Three levers, all non-negotiable if body composition matters to you:
| Phase | Dose | Frequency | Notes |
|---|---|---|---|
| Protein | 1.6-2.2 g/kg goal bodyweight | daily, split across 3-4 meals | Goal bodyweight, not current. Morton 2018 shows diminishing returns above ~1.6. |
| Resistance training | 8-12 working sets per muscle group | 2-3 sessions/week | Full-body splits easier to adhere to; emphasize compounds. |
| Creatine | 5 g/day | daily, any timing | Cheap lean-mass insurance. See the creatine deep-dive. |
| Step count | 7-10k/day floor | daily | Cheapest NEAT lever. GLP-1 appetite suppression often masks spontaneous activity drop. |
The protein target deserves a number, not a vibe: Morton 2018 meta-analysis (n=1,863, 49 studies) found resistance training + protein supplementation plateaued at ~1.6 g/kg/day, with diminishing returns thereafter ( Morton et al. 2017, n=1863 ). Stuart Phillips argues the real-world target should be closer to 2.2 g/kg to account for ageing and anabolic resistance ( Phillips et al. 2016 ).

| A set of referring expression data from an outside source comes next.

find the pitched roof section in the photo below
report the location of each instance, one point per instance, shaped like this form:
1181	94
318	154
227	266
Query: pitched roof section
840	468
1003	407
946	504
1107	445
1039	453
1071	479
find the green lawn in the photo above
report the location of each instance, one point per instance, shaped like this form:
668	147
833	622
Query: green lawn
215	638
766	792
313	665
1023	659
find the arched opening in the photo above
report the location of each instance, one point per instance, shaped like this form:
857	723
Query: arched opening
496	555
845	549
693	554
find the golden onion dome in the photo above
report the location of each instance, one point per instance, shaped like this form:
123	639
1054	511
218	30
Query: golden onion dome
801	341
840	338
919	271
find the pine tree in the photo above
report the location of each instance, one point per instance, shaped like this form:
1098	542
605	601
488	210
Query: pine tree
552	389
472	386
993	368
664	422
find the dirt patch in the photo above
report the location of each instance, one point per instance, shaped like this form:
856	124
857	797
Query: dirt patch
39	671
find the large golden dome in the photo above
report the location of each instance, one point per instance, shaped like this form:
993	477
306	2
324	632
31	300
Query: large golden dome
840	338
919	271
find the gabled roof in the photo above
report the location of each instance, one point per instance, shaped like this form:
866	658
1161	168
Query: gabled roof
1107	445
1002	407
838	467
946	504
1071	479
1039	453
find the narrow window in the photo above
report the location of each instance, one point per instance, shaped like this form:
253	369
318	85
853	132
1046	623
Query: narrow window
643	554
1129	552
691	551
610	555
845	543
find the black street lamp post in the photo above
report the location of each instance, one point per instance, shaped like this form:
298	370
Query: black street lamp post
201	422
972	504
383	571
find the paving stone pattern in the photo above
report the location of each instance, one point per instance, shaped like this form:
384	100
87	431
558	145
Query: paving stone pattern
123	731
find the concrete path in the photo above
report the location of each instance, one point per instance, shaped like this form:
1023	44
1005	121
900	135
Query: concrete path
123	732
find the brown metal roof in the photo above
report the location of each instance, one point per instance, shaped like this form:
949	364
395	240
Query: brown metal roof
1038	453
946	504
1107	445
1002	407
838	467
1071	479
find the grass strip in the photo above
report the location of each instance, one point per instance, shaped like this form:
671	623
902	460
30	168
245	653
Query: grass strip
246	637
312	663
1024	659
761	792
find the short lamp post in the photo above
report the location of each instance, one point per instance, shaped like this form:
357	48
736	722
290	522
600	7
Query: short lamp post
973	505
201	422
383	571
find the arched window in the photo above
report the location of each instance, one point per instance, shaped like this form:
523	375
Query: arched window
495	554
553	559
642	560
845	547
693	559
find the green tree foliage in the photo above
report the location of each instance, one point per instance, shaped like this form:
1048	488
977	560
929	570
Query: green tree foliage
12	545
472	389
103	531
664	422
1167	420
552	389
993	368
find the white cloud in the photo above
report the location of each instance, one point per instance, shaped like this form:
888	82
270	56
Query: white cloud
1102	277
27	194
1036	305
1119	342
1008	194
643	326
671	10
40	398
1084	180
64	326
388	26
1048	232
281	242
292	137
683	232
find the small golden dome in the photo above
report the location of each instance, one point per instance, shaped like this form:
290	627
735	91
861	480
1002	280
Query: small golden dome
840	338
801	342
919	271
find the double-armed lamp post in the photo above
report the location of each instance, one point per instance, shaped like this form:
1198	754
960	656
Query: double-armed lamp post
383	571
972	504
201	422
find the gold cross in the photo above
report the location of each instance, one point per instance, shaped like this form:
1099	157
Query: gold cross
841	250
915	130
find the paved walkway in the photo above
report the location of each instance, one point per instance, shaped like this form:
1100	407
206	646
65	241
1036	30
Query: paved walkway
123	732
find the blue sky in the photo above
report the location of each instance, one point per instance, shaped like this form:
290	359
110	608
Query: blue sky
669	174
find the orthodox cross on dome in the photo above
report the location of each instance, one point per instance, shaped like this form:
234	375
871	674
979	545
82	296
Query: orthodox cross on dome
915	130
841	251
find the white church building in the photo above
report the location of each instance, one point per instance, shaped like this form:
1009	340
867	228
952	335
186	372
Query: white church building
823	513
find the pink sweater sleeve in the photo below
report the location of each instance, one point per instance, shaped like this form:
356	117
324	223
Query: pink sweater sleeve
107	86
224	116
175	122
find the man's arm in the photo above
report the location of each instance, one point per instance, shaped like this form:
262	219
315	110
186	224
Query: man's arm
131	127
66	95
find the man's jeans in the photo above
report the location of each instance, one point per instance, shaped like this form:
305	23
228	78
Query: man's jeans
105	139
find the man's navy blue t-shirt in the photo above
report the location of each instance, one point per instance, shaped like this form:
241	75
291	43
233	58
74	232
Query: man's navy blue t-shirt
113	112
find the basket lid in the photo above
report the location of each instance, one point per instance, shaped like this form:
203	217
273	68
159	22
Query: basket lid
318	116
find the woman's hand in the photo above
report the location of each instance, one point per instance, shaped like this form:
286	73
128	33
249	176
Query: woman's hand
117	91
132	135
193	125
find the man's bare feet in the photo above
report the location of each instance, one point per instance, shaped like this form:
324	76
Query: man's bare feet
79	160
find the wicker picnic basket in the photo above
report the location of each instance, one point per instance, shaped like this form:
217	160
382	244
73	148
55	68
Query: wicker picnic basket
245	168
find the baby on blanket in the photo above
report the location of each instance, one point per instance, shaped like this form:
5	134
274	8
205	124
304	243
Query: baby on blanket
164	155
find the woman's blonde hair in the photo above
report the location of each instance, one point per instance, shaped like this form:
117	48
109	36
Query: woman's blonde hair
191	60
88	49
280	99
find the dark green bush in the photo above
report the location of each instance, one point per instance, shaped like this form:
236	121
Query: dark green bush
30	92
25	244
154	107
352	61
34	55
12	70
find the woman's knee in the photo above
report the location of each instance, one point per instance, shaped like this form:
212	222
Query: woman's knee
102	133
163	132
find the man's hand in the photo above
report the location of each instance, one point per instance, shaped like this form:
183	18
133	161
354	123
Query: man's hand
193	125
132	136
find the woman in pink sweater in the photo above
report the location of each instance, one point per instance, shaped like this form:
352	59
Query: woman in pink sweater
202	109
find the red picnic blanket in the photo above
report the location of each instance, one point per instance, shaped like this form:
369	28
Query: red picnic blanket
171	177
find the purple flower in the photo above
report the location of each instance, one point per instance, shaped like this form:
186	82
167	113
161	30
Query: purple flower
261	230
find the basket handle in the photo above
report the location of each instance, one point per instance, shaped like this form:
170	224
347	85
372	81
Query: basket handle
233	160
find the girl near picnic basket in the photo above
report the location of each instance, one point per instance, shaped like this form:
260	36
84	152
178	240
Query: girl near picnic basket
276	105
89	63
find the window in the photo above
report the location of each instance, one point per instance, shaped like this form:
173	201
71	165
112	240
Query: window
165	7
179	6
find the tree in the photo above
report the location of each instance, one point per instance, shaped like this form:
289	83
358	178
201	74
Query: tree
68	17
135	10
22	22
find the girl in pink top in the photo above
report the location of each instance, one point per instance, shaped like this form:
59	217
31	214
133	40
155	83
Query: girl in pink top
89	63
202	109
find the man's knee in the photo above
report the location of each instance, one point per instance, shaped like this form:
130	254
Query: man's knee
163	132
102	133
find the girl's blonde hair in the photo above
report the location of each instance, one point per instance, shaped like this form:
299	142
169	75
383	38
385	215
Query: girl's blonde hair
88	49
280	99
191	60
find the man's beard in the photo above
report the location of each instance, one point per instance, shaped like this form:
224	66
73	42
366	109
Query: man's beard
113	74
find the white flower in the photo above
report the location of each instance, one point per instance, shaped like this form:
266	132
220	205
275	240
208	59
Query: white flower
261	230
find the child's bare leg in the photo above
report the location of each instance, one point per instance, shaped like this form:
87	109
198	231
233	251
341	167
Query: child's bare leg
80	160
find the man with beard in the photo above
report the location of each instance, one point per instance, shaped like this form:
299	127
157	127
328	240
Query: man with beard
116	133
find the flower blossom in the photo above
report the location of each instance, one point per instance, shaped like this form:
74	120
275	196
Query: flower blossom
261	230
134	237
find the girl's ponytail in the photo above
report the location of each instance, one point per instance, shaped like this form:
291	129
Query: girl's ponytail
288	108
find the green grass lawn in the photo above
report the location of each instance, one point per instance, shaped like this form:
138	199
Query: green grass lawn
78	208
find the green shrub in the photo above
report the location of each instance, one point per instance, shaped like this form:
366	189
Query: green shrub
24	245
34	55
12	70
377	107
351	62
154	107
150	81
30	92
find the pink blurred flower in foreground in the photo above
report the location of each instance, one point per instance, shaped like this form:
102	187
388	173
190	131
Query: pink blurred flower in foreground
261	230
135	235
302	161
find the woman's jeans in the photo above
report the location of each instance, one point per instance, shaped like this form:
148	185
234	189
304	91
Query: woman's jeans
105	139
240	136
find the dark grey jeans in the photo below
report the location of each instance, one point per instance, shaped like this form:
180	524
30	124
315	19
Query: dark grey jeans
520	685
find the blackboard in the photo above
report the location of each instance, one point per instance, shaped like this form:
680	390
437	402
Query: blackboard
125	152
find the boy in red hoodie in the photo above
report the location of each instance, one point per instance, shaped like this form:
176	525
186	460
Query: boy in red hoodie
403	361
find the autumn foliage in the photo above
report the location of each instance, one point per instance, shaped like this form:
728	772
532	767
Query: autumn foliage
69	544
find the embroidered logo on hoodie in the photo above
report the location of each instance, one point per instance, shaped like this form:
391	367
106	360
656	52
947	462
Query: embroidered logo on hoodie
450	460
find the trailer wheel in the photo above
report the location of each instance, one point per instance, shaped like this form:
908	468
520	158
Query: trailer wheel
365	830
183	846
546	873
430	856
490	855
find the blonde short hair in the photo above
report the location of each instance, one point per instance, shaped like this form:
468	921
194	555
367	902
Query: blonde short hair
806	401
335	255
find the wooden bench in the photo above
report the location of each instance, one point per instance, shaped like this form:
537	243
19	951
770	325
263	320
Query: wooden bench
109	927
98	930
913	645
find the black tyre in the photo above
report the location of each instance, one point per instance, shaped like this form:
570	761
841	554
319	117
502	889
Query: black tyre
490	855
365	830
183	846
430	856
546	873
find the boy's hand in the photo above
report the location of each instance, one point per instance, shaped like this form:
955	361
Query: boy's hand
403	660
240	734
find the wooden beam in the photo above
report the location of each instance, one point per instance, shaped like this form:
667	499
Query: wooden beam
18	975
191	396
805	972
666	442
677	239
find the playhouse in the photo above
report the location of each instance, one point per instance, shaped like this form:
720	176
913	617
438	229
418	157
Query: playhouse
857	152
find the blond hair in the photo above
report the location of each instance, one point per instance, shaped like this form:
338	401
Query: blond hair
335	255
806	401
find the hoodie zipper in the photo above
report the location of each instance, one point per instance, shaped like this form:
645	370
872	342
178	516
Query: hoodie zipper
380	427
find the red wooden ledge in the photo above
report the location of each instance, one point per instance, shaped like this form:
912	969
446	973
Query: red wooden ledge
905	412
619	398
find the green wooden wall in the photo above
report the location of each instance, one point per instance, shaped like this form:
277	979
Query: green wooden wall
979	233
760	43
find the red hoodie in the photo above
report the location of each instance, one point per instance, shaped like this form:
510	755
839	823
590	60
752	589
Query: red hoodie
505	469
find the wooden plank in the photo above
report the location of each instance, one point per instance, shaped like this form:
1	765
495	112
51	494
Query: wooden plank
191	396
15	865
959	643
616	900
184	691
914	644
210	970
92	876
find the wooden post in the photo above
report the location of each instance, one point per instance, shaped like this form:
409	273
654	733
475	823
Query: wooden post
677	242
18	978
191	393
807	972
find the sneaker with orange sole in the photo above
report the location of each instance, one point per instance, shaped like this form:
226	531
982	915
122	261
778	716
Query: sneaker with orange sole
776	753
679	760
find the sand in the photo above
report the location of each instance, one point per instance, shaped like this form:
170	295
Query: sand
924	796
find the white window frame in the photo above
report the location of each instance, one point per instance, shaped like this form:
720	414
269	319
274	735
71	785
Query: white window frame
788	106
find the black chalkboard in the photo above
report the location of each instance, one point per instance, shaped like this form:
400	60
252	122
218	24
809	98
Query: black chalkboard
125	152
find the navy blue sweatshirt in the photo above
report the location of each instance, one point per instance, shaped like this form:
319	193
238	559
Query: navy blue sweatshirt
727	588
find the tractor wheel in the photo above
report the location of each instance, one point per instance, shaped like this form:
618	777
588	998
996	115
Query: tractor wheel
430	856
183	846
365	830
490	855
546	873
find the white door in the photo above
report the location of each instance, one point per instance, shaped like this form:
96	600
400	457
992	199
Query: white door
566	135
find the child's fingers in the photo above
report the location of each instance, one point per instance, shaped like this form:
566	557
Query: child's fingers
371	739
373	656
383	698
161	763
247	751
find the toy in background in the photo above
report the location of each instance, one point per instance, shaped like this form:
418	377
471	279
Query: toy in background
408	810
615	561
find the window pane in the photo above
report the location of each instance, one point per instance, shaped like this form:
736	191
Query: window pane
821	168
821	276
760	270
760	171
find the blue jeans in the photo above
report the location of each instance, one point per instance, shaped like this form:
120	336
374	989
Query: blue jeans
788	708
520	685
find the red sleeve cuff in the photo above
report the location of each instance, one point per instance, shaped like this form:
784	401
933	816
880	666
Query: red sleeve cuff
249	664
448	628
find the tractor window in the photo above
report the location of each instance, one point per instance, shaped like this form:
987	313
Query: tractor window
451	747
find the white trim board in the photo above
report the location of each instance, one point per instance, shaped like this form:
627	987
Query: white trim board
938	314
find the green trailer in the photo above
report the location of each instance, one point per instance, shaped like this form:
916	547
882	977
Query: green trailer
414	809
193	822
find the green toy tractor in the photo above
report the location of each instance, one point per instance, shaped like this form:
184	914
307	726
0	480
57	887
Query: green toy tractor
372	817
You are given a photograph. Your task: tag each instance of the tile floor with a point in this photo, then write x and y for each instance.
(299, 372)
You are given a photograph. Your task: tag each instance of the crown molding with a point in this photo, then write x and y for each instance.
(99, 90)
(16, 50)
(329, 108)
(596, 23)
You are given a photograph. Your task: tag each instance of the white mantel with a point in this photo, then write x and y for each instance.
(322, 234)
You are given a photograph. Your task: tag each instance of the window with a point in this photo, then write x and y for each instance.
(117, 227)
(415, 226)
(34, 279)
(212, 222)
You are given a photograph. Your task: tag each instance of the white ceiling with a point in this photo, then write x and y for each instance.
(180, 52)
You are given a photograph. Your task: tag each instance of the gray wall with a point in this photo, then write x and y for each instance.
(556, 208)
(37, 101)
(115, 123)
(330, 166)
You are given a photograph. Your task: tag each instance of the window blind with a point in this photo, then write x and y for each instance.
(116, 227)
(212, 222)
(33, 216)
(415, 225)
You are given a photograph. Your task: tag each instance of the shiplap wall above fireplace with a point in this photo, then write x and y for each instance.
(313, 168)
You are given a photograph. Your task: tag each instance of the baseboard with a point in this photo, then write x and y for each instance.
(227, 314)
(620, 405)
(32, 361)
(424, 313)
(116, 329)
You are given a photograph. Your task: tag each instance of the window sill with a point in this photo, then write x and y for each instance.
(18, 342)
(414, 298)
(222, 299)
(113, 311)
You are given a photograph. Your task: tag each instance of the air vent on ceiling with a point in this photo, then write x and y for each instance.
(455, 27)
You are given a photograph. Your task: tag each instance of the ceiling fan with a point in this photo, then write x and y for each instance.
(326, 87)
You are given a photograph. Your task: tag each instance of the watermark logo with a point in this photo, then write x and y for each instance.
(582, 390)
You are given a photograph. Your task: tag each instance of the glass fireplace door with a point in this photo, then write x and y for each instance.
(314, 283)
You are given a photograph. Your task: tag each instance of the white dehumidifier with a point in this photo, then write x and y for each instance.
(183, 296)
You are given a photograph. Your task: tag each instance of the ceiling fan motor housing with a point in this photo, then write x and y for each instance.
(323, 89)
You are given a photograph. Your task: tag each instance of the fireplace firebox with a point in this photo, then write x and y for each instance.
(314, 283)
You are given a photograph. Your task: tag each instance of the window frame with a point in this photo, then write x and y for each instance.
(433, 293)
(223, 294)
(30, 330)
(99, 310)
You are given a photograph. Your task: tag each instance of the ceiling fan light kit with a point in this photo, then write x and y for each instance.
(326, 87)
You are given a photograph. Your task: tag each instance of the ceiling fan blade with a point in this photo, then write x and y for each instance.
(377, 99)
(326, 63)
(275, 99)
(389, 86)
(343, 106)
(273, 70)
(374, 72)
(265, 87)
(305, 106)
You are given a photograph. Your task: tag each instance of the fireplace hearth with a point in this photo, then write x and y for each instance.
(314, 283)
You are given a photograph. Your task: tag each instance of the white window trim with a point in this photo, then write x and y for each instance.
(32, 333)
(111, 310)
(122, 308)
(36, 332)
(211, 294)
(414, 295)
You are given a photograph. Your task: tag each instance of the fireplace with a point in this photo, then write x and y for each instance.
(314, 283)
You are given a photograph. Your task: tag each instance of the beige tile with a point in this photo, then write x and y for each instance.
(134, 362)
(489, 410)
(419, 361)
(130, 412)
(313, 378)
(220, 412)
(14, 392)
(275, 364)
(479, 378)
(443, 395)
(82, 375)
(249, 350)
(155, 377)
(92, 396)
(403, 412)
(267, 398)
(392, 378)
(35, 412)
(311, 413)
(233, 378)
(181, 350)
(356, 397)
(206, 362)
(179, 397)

How should you titrate GLP-1 dosing in practice?
Standard titration (semaglutide, adult): 0.25 mg/week for 4 weeks, 0.5 mg/week for 4 weeks, 1 mg/week for 4 weeks, 1.7 mg/week for 4 weeks, then 2.4 mg/week maintenance. Slow down if GI side effects are severe. See the semaglutide compound entry for half-life and source links.
The counter-view
Some clinicians (David Ludwig, Gary Taubes camps) argue the whole obesity-pharma approach misses the point: the underlying metabolic dysregulation isn't fixed, just masked by appetite suppression. They have a fair critique about the regain-on-cessation data. The empirical counter: many people can't achieve or sustain large weight loss through diet alone, and for them the comparison isn't "GLP-1 vs fixing metabolism", it's "GLP-1 vs continued obesity".
What we'd do differently if we were you
If you're starting semaglutide or tirzepatide, wire the resistance-training and protein protocol before your first injection, not after. The lean-mass loss happens regardless; the difference is how much of it returns when you stop the drug.